Setelah sarapan selesai, Nayra segera bergegas untuk bersiap ke sekolah. Sesampainya di sekolah, Nayra berusaha tetap tersenyum meski rasa sakit masih mengganggu. Lina segera menyadari ada yang tidak beres. "Nay, kamu nggak papa? Mukamu kek memar gitu?"
Nayra mencoba tersenyum, meski terasa pahit. "Nggak papa kok, aku cuman jatuh semalam."
Lina tampak tidak yakin, tapi dia tidak ingin mendesak Nayra lebih jauh. "Kalau kamu ada apa-apa, cerita ya jangan di tutup-tutupin, aku siap kok 24/7 dengerin cerita kamu."
Nayra mengangguk, merasa sedikit lega dengan dukungan dari sahabatnya. Pelajaran demi pelajaran berlalu, dan Nayra berusaha fokus meski rasa sakit masih mengganggu.
Saat waktu istirahat tiba, Nayra dan Lina pergi ke kantin seperti biasa. Di sana, mereka bertemu dengan Fikri, Rizky, dan Azka. Mereka segera menyadari perubahan pada Nayra.
"Nay, muka kamu kenapa?" tanya Fikri, khawatir. "kenapa lebam gitu?"
Nayra mencoba tertawa kecil, meski terasa menyakitkan. "Nggak papa, aku cuman jatuh semalam pas lagi ngambil barang di loteng."
Rizky dan Azka saling bertukar pandang, tampak tidak yakin. Namun, mereka tidak ingin membuat Nayra merasa tidak nyaman dengan pertanyaan lebih lanjut. "Kalau ada apa-apa, jangan sungkan untuk bilang ke kita, ya," kata Azka dengan serius.
Nayra mengangguk. "Makasih ya."
Selang beberapa menit mereka bercerita dan tertawa bersama, Rizky tampak penuh semangat, dan tanpa basa-basi, dia segera berkata, "Oke, semuanya, pesan apa saja yang kalian mau. Fikri yang traktir hari ini!"

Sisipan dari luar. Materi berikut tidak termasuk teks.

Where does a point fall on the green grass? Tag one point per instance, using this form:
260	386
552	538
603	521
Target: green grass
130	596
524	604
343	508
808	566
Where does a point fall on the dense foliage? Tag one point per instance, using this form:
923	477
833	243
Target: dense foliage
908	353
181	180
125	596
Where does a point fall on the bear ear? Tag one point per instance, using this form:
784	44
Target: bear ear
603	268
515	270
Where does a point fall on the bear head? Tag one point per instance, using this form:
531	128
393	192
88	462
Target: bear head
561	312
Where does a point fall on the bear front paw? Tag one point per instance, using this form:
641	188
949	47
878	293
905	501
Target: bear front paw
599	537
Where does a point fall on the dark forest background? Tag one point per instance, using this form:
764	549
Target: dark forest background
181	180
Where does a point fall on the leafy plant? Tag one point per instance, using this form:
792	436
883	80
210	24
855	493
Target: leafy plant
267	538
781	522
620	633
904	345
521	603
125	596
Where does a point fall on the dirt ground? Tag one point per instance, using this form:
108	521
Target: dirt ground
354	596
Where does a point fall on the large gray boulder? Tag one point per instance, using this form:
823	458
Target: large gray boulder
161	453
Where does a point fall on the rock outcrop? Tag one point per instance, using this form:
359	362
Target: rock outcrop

Fikri melotot pada Rizky. "Eh, tunggu dulu! Sejak kapan aku bilang gitu?"
Rizky tertawa dan menjawab, "Sejak tadi pagi waktu kamu bilang dompetmu lagi tebel-tebel nya."
Azka menimpali dengan nada bercanda, "Iya, Fik. Lu kan tajir melintir tuh. Masa nggak mau berbagi rejeki sama temen sendiri?"
Fikri menghela napas sambil tersenyum. "Oke, oke. Karena kalian memaksa, aku traktir deh. Tapi jangan pesan yang mahal-mahal, ya!"
Nayra dan Lina tertawa kecil. Mereka memesan nasi goreng, mie goreng, dan beberapa camilan. Ketika makanan mereka tiba, Rizky kembali melawak, "Wah, ini nasi goreng rasa hutang budi, enak banget!"
Azka menambahkan, "Kalau mie goreng ini kayak persahabatan kita, campur aduk tapi tetap enak!"
Mereka semua tertawa, menikmati suasana yang ceria. Sesekali, mereka saling mengolok dengan penuh kasih sayang. Nayra merasa sedikit lebih ringan, meski rasa sakit di tubuhnya belum hilang. Tawa dan canda teman-temannya membuat beban yang ia rasakan menjadi sedikit lebih ringan.
Saat makanan mereka hampir habis, Rizky dengan jahil berkata, "Eh, Lina, kamu ingat nggak waktu dulu sama Fikri? Katanya dia sering banget bikin kamu bete, ya?"
Lina tertawa kecil dan menjawab, "Iya, bener banget. Fikri itu paling suka ngaret kalau janjian. Bikin nunggu lama banget!"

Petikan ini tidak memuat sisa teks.